The Tummy Pains That Just Won`t Go Away & The Waiting Game For Answers

The past month has had its really good days & it’s days where I just want to hide under the covers. It’s hearing of the dreaded tummy pains that come and go. Lego has complained of them off and on over the last couple of years and I always attributed it to a tummy bug of some kind. For the most part, there were physical symptoms so it was easy to see that there was something going on, but it always seemed to pass.

Over this last year though something has changed. Lego mentions it almost daily now. And sometimes its really hard to tell if he is saying it because he doesn’t feel like doing something, or if it really is hurting him. We have tried using a pain scale but the concept of it is too abstract for him. Last week he was saying he was at a 10 which is really severe pain, but yet he was sitting on the couch smiling at the screen on his iPad because obviously his game was going well. Then there was another time when he said he was at a 4 and he was curled up in a ball, his face white as a ghost and not moving or saying much. I can’t take this guessing game anymore. I hate seeing my sweet Lego like this.

Last month I took him to our family doctor, who ordered all the regular tests they could run, as well as an ultrasound and a barium swallow. The regular tests came back with nothing, and so did the ultrasound. So I was sure that we would find something with the barium swallow.

Let me tell you, this is not easy for a kid that does not like certain textures of foods and liquids. If you don’t know what it is here is a quick run down. You have to fast before going in for the test – which is not easy for a kid that likes to eat the second he wakes up. Then when they bring you in, they make you drink a liquid that makes you very gassy and burp a lot. As soon as you get that down, they make you drink this very thick awful tasting paste and you have to get it down as quickly as you can. While you are drinking it they are taking x-rays and can see it as it slides down your throat. Then they lay you down and take a bunch of x-rays while you roll around like you can’t get comfortable. The test its self only lasts about 10 minutes but as Lego said that seemed like a long test. He said he could taste the paste the rest of the day. And now for the hardest part we wait.

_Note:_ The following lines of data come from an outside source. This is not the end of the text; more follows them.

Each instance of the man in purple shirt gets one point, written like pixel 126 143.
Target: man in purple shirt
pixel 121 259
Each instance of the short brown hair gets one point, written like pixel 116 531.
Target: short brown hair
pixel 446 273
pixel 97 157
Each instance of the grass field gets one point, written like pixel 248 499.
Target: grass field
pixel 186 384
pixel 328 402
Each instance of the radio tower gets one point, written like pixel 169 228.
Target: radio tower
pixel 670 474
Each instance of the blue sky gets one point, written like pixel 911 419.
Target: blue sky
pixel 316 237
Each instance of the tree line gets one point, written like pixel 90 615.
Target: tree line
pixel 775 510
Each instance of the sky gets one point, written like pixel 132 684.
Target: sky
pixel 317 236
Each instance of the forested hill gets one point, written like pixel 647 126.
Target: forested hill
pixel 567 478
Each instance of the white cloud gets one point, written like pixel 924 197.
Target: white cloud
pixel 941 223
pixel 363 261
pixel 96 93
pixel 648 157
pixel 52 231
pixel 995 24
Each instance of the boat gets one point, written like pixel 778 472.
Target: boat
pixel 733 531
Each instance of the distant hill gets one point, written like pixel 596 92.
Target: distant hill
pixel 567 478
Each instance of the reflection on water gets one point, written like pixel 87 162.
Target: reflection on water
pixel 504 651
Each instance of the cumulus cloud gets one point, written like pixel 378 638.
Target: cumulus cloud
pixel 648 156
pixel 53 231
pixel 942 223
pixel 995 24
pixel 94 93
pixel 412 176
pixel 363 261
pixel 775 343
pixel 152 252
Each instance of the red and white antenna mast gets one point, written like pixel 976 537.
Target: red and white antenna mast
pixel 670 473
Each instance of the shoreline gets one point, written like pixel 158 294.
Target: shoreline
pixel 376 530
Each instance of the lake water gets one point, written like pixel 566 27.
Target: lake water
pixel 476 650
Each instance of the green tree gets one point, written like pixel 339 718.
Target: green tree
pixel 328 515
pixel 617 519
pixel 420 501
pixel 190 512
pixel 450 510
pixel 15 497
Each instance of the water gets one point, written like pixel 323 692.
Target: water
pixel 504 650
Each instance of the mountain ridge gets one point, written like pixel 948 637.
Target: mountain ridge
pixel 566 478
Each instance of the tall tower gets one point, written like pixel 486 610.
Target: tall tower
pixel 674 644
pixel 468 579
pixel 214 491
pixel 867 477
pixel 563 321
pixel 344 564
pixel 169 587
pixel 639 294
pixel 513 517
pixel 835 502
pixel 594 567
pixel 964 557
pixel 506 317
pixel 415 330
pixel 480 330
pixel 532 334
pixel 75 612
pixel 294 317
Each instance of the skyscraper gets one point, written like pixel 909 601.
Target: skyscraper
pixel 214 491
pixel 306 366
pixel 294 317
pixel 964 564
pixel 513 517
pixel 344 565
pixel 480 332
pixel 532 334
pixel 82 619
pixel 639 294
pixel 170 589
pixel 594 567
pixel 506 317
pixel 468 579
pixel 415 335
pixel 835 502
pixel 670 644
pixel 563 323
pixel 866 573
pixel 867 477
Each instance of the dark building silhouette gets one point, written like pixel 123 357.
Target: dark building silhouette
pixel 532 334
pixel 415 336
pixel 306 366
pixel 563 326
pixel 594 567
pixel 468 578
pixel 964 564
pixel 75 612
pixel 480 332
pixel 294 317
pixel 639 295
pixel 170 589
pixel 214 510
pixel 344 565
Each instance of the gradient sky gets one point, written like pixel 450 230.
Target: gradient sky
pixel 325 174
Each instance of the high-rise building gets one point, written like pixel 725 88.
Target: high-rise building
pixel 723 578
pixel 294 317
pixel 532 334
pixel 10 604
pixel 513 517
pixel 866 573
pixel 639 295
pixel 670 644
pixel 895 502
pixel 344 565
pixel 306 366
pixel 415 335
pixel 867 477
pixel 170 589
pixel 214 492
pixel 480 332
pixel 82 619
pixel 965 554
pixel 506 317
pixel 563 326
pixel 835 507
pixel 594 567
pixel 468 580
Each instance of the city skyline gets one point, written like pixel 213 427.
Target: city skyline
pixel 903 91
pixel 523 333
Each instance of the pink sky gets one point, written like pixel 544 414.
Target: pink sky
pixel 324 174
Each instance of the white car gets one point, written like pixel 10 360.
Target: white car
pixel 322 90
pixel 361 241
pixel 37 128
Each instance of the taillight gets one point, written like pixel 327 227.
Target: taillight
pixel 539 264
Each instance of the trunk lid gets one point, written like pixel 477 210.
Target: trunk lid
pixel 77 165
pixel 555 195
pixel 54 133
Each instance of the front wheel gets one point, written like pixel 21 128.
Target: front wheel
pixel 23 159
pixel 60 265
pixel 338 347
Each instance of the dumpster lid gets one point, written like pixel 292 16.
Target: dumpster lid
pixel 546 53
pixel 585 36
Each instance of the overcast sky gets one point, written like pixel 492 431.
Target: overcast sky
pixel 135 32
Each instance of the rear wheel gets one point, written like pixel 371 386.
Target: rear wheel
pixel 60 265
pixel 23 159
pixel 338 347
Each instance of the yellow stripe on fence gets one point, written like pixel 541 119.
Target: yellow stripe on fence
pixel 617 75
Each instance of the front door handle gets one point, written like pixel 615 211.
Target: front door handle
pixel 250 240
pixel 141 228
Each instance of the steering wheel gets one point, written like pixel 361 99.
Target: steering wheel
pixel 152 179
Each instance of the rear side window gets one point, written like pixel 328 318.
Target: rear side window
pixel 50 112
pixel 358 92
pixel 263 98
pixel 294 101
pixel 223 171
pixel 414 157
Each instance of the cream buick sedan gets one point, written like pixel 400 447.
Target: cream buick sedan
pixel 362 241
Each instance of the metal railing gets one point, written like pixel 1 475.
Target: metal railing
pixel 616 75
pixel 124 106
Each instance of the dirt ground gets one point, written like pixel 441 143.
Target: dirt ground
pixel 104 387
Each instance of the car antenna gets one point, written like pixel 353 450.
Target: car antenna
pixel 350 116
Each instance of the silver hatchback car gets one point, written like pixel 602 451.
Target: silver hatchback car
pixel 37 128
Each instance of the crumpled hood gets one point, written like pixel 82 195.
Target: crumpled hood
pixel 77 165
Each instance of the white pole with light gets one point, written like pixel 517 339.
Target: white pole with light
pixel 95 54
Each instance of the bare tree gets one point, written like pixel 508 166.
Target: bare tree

I hate waiting. It means stressing out for answers that we may not get anyway. What happens if the doctors don’t find anything this time? Where do we go from here? I know a little bit about what comes next and to be honest I’m not sure I will put Lego through that for right now. Talking with one of the most amazing ladies in our network – and trust me there are so many I now know, she is going to get me in touch with someone in our Network, that also has a child with FASD who struggles with abdominal pains. I know this can be part of the trauma from what my drinking while pregnant caused. The guilt is still there. And I know I shouldn’t feel guilty but I do. As a mother, I am supposed to protect my child but some days I feel like I failed him. Maybe this is why I have always seemed to fight harder for answers for him. So for now, I am going to keep looking for ways to help him so that he can have more good days than bad. What is around the bend remains to be seen, but I will not give up. For him. He deserves everything I can do for him to help make each day just a little better.

Author: Mosaic

I am a busy mom of 4. I have been on this journey for 8 years now and finally feel that we have more pieces to the puzzle that were missing for Lego. Lego has multiple diagnoses including the most recent FASD. I am blogging our journey and our battle for answers so that others may not have to go through everything we did and to change the understanding and acceptance of FASD.